Before and after photos on supraeruption of teeth and tooth hypereruption performed in our Braces Orthodontics office.
The lower front tooth had supraerupted because of severe periodontitis (gum disease) and exhibited complete bone loss in the x-ray. A splint made of orthodontic wire and composite bonding was placed behind these lower front teeth and then the biting edge of this tooth was adjusted to make it even with the adjacent teeth. Then the apical (lower) half of this tooth was resected (cut) and then extracted leaving the remaining half intact within the splint (see x-ray). Composite Resin Bonding was then placed between the teeth to hide the wire splint from a front view. Lastly, the broken two upper front teeth were bonded.
A Russian investment banker came from Moscow for fast and esthetic replacement of an upper front broken tooth. Understanding the etiology of the fracture, and treating it, will help prevent recurrence. In this case, the supraeruption of the lower front teeth need incisal adjustment and then removable orthodontic retention.
How to treat supraeruption of a loose upper front tooth.

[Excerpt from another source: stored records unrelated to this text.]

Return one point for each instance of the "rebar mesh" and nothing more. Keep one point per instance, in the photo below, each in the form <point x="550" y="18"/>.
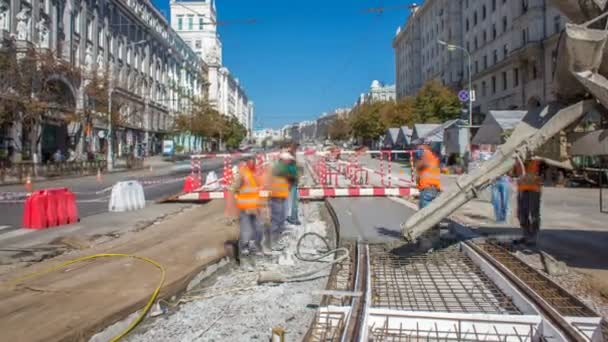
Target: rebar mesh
<point x="341" y="278"/>
<point x="327" y="327"/>
<point x="443" y="281"/>
<point x="453" y="330"/>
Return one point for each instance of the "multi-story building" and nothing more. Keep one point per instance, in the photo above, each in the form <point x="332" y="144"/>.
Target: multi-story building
<point x="377" y="92"/>
<point x="512" y="46"/>
<point x="148" y="66"/>
<point x="418" y="55"/>
<point x="196" y="23"/>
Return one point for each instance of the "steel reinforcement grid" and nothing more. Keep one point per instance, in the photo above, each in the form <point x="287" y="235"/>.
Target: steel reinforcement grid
<point x="442" y="281"/>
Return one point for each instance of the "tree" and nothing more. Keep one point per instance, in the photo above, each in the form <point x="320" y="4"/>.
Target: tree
<point x="366" y="122"/>
<point x="339" y="129"/>
<point x="435" y="103"/>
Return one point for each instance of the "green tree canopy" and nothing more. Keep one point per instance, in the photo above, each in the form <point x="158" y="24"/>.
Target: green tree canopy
<point x="436" y="103"/>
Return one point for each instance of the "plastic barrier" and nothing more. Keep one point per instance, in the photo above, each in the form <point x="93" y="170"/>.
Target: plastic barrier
<point x="127" y="196"/>
<point x="191" y="183"/>
<point x="50" y="208"/>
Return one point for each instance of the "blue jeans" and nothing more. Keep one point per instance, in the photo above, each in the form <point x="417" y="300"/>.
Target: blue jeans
<point x="293" y="200"/>
<point x="427" y="195"/>
<point x="249" y="230"/>
<point x="501" y="191"/>
<point x="278" y="215"/>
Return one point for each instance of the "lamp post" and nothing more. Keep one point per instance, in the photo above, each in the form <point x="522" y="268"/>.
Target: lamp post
<point x="110" y="151"/>
<point x="452" y="47"/>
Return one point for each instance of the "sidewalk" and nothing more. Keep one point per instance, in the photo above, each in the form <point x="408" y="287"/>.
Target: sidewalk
<point x="74" y="303"/>
<point x="120" y="166"/>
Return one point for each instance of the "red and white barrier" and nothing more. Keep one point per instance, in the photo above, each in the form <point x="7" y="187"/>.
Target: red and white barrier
<point x="314" y="193"/>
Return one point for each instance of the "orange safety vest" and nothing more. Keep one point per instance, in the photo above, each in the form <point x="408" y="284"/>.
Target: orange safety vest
<point x="248" y="196"/>
<point x="430" y="174"/>
<point x="530" y="179"/>
<point x="279" y="188"/>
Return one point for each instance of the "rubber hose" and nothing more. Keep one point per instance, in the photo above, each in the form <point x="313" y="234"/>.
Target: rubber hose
<point x="105" y="255"/>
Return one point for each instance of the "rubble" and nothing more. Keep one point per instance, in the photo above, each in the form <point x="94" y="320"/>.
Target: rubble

Photo 1) The upper right central incisor #8 has supra-erupted resulting in a diastema – gap space. 2) The x-ray shows severe bone loss but this patient wanted to try to keep this tooth for as long as possible. The black dotted line shows the location for a potential root resection if necessary. Root planing was performed after a teeth splint was placed. The patient will return in three months to reevaluate periodontal healing with the Periodontist and the potential need for the root resection. 3) Palatal photo of the dental splint between teeth #’s 7 – 9. 4) Post-op photos taken on the same day. Notice the diastema space was closed with bonding to hide the splint and the incisal edge of #8 was reduced.

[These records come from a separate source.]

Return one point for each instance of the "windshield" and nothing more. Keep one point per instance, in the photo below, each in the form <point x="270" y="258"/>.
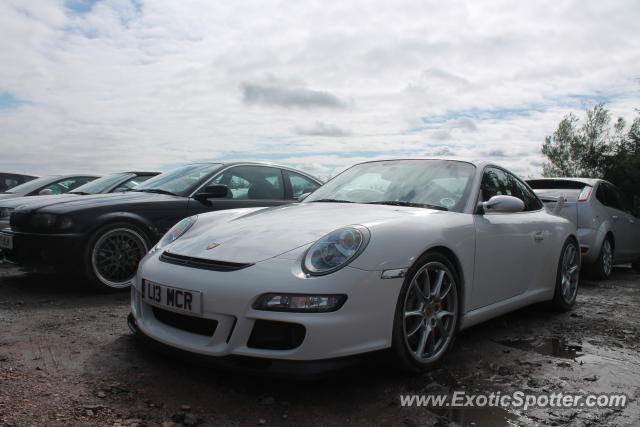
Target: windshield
<point x="30" y="186"/>
<point x="100" y="185"/>
<point x="439" y="184"/>
<point x="179" y="180"/>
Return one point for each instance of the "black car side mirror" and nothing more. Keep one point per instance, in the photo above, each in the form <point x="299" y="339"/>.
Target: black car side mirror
<point x="217" y="191"/>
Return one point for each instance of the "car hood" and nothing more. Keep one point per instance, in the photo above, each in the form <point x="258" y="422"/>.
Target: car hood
<point x="254" y="235"/>
<point x="71" y="202"/>
<point x="9" y="196"/>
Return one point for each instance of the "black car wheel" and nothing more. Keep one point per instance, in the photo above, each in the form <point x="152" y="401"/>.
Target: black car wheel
<point x="604" y="264"/>
<point x="113" y="254"/>
<point x="427" y="313"/>
<point x="567" y="276"/>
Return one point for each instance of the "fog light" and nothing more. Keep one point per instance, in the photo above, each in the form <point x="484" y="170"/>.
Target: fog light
<point x="299" y="303"/>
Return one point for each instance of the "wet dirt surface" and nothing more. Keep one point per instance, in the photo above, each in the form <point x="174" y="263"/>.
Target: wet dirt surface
<point x="68" y="358"/>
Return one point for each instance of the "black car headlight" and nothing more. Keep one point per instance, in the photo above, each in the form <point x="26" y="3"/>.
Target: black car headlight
<point x="335" y="250"/>
<point x="44" y="221"/>
<point x="5" y="213"/>
<point x="47" y="221"/>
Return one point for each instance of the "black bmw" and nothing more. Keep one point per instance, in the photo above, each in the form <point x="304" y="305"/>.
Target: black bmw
<point x="104" y="236"/>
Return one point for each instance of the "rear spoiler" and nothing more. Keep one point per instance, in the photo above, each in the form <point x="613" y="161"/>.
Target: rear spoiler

Supraeruption is commonly seen in upper front teeth where there is periodontal gum disease and a traumatic occlusion – bad teeth bite. How to treatment of supra-eruption for a maxillary central incisor #9. 1) & 2) Pre-operative photograph and radiograph. Note the angular bony defect in the x-ray. The patient reported that the tooth was getting longer and that he never previously had the gap space between his two front teeth. This patient was also a smoker. 3) Palatal photo of the extracoronal teeth splint placed between teeth #’s 8 & 9. 4) Post-operative image one hour later. Teeth bonding was placed to close the space also hides the palatal splint. The incisal edge of #9 was shortened and the occlusion teeth bite was checked and adjusted for fremitus – tooth vibration upon closing. Root planing was next performed and the patient placed on a three-month periodontal reevaluation.
Diagnosis of the etiology of supraeruption. This patient was only in her 20’s but she already had significant periodontal gum disease. 1) Front photo. 2) Side photo. 3) Occlusal picture. 4) Xray. The patient was informed about the severe periodontal condition and that the prognosis for this tooth was poor. She was informed that a thorough check-up with a Periodontist was recommended. Orthodontics teeth braces is contra-indicated here because of the severe periodontal gum problem. If the patient wants to try to maintain this tooth as long as possible then treatment could include: scaling and root planing, open flap debridement if necessary, root canal therapy and dental crown (for esthetics) and possibly a teeth splint. Treatment, otherwise, could just include scaling and root planing and incisal adjustment. I have found that many patients prefer to ease into the idea of an extraction of a front tooth since it can be very emotionally traumatic.
Supraeruption occurs when a tooth continues to grow out of the gum if the opposing tooth in the opposite jaw is missing. Treatment involves placing a tooth in the missing space and adjusting the height of the supra-erupted tooth.